In [20]:
from keras.preprocessing.image import load_img
from skimage.feature import hog
from skimage import data, exposure
from scipy.spatial import distance
from sklearn.cluster import KMeans, AgglomerativeClustering
from sklearn.metrics import silhouette_score

import os
import numpy as np
import matplotlib.pyplot as plt
import pickle

In [21]:
## create list of image files

# enter paths to all directories from which you want to cluster images
paths = ["/home/tschernn/becore-clustering/preprocessed_imgs/binarized_imgs/writable_area_notar", "/home/tschernn/becore-clustering/preprocessed_imgs/binarized_imgs/writable_area_papst_oe"]
# change the working directory to the path where the images are located

# this list holds all the image filenames
charters = []

# iterate over files in path
for path in paths:
    with os.scandir(path) as files:
        for file in files:
            if file.name.endswith(('.png', '.jpg')):
              # adds the image files to the list
                charters.append((file.name, path.split('/')[-1]))

# save list of charters and folders
charter_p = r"/home/tschernn/becore-clustering/charter_list.pkl"

with open(charter_p,'wb') as file:
    pickle.dump(charters, file)

charters[1:-1:50]

[('wa_77d63365260e4f4f6b999bfb2dc7db88.jpg', 'writable_area_notar'),
 ('wa_9edaeeb95f8fbfba8211d1b029e40fc52.jpg', 'writable_area_papst_oe'),
 ('wa_ec6be3bcdb3d8136fc8807576dfcdde02.jpg', 'writable_area_papst_oe'),
 ('wa_30111c186b060268789e4a4ec66d962a.jpg', 'writable_area_papst_oe')]

In [22]:
## reshape imgs

img_size = (1000, 1000)

def reshape_img(file):
    # load the image as a PIL of the chosen size
    img = load_img(file, target_size=img_size)
    # convert from 'PIL.Image.Image' to numpy array => img.shape is (224, 224, 3)
    img = np.array(img) 
    # reshape the array for the model - reshape(num_of_samples, dim 1, dim 2, channels) => img.shape is (1, 224, 224, 3)
    reshaped_img = img.reshape(1, img_size[0], img_size[1], 3)
    return reshaped_img

### save and export image array
 
imgs_list = []
for charter in charters:
    reshaped = reshape_img(f'/home/tschernn/becore-clustering/preprocessed_imgs/binarized_imgs/{charter[1]}/{charter[0]}')
    imgs_list.append(reshaped)
imgs_array = np.array(imgs_list)
imgs_array = imgs_array.squeeze()
imgs_array.shape

p = r"/home/tschernn/becore-clustering/img_array.pkl"

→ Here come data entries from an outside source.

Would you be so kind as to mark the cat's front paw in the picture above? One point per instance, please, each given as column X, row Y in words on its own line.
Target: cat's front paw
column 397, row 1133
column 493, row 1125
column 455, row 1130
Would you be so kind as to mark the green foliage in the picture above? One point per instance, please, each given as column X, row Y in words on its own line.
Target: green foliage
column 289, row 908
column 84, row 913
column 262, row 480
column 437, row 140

with open(p,'wb') as file:
    pickle.dump(imgs_array, file)
    print(f'Saved image arrays as {file.name}.')

Saved image arrays as /home/tschernn/becore-clustering/img_array.pkl.


In [23]:
def extract_features_hog(image):
    feat, hog_image = hog(image, orientations=9, 
                        pixels_per_cell=(128, 128), cells_per_block=(2, 2), 
                        visualize=True, channel_axis=-1)
    return feat, hog_image

In [24]:
feature_list = []
hog_image_list = []

len_imgs = len(imgs_array)

for i in range(len_imgs):
    feature, hog_image = extract_features_hog(imgs_array[i])
    
    feature_list.append(feature)
    hog_image_list.append(hog_image)

In [25]:
# create an empty nxn distance matrix
distance_matrix = np.zeros((len_imgs, len_imgs))

for i in range(len_imgs):
    fd_i = feature_list[i]
    for k in range(i):
        fd_k = feature_list[k]
        # measure Jensen–Shannon distance between each feature vector and add to the distance matrix
        distance_matrix[i, k] = distance.jensenshannon(fd_i, fd_k)

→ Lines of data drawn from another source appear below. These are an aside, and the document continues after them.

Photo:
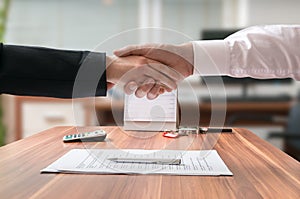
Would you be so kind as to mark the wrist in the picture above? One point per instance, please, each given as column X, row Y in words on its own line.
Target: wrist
column 188, row 55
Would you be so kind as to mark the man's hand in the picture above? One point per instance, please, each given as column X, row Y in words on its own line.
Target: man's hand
column 178, row 57
column 141, row 75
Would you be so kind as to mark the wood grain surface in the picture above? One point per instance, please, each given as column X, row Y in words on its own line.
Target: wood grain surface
column 259, row 169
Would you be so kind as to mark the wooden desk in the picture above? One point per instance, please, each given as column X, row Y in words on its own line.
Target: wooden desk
column 260, row 170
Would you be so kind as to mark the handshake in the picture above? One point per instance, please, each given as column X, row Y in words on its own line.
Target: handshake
column 150, row 69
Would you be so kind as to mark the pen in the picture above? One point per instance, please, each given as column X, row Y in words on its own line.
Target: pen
column 146, row 160
column 214, row 130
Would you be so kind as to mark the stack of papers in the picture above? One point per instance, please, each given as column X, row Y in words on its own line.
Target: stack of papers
column 100, row 161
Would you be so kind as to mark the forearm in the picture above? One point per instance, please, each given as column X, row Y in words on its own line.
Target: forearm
column 259, row 52
column 36, row 71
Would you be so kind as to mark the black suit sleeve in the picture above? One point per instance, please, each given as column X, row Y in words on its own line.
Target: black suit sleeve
column 37, row 71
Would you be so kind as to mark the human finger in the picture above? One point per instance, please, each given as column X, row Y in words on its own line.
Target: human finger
column 133, row 50
column 154, row 92
column 130, row 87
column 160, row 74
column 145, row 88
column 167, row 71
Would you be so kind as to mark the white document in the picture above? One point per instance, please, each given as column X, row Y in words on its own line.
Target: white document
column 151, row 115
column 96, row 161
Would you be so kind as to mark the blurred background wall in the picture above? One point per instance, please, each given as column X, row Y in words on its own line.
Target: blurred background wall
column 83, row 24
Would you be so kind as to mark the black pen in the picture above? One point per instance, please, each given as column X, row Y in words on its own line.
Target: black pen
column 214, row 130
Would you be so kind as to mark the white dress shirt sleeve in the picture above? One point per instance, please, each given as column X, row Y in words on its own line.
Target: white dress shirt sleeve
column 260, row 52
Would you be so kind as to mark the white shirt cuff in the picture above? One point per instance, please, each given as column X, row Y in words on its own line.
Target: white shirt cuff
column 211, row 57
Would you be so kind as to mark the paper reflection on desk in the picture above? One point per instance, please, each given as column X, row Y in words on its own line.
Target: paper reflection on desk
column 96, row 161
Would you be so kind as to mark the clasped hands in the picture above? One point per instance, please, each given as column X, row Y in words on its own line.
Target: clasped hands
column 150, row 69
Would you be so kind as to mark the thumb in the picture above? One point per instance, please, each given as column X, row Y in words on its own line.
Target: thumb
column 125, row 51
column 132, row 50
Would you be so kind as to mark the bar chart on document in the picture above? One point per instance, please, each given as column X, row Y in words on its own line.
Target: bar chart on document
column 151, row 115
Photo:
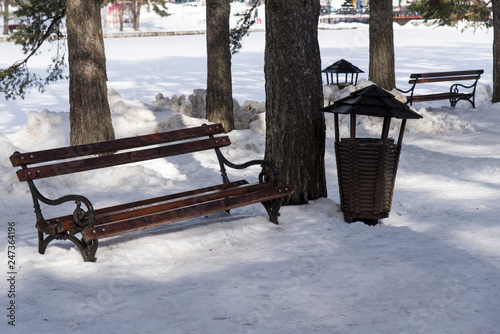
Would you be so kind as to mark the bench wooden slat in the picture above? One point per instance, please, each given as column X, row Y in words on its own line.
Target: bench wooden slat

# symmetrize the matrix as distance matrix is symmetric
distance_matrix = np.maximum(distance_matrix, distance_matrix.transpose())
data = distance_matrix

data.shape

(155, 155)

In [26]:
### export data as pickle file

p = r"/home/tschernn/becore-clustering/features_hog.pkl"

with open(p,'wb') as file:
    pickle.dump(distance_matrix, file)
    print(f'Saved features as {file.name}.')

Saved features as /home/tschernn/becore-clustering/features_hog.pkl.